Councillor Ross Thomson, leader of the Scottish Conservative group on Aberdeen council said: “I am extremely disappointed at how this proposed summit has been announced.
“There is confusion amongst the industry and Governments about the proposed summit because it has been foisted into the public domain with no remit, no agenda, no date, no venue, no consultation, no discussion and no invitations.
“So far it has been nothing short of a Labour Party press release to grab a headline. My concern is that with no substance behind it there is the potential for this summit to fall flat on its face or achieve nothing other than people gathering round a table to achieve nothing as there are no set aims or goals.”
Earlier this month, Scottish Energy News reported that the city is expected to take the brunt of a forecast 23,000 net jobs loss by 2020. See also: http://www.scottishenergynews.com/search/23%2C000+jobs
Meanwhile, Cllr Jim Gifford, Conservative leader of the adjoining Aberdeenshire Council, welcomed an economic summit on the future of the oil and gas industry.
He said: “Once the details of the summit are announced, Aberdeenshire Council will make sure it is fully involved. The oil and gas industry is incredibly important, not only to the North East economy, but to the economy of Scotland and the rest of the UK.
“We must also be careful not to over-react to circumstances over which we have limited, if any, control and talk ourselves into a problem that is bigger than it really is. We know that the industry is cyclical and has highs and lows determined by the world-wide price of oil.”
“Over recent weeks we have seen some parts of the oil and gas industry reduce their costs by shedding jobs and reducing pay. However, anyone who spends time in and around Aberdeen will know that the market has become over-heated with spiralling house prices and the public sector simply unable to recruit to posts due to the high salaries being offered by the private sector. There are still plenty of opportunities for people who want to work in the area, and I believe the effect of the oil prices will start to redress the balance of the local economy.
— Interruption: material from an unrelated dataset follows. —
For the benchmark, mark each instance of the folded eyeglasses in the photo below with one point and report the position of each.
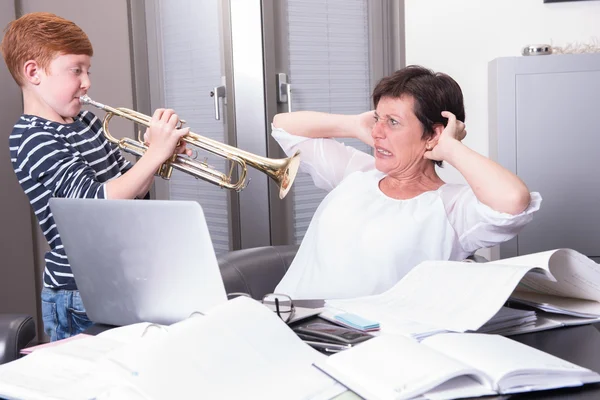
(281, 304)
“Oil and gas is a global industry, and the oil prices are affected by situations far outside our control. We must ensure that our response is proportionate and we focus our efforts on doing all we can to alleviate local pressures.”
However, Cllr Thomson added: “If <this summit> is to discuss oil price then unfortunately there is nothing that Aberdeen City Council, Scottish or UK Government can do about that. However, I do believe that this summit can be used instead to be a platform for Aberdeen city and shire to launch and highlight our City Deal bid.
“Already this summit – which to date is only an idea rather than a firm proposal – has grown arms and legs.
I read that Willie Rennie (Leader, Scottish LibDems) and Alistair Carmichael (Scottish Secreary) are attending and yesterday I read that Labour are sending Jim Murphy (Leader, Scottish Labour) and Lewis MacDonald (Lab, MSP). “This is becoming a farce and to date a free for all.
“We need to be absolutely clear that if this summit is to be a success and can gain the constructive dialogue we need the invitations and guest list to be determined by our Chief Executive in collaboration with the industry.
“This is not for any political party to grand stand and members need to stop using it to point score.
Although I do not want to tell the <Aberdeen council> chief executive who to invite as the decision lies with her, my advice would be that politicians like Jim Murphy, Willie Rennie and even my own leader Ruth Davidson will play no role in shaping our city deal bid and at the end of the day they are not the decision makers we need present.
“If we are to survive the decline in oil we all recognise that we have to work to maintain our skills base and the service companies based here in the North East. Further, we want to ensure that we maximise the potential of the North Sea by securing confidence and investment.”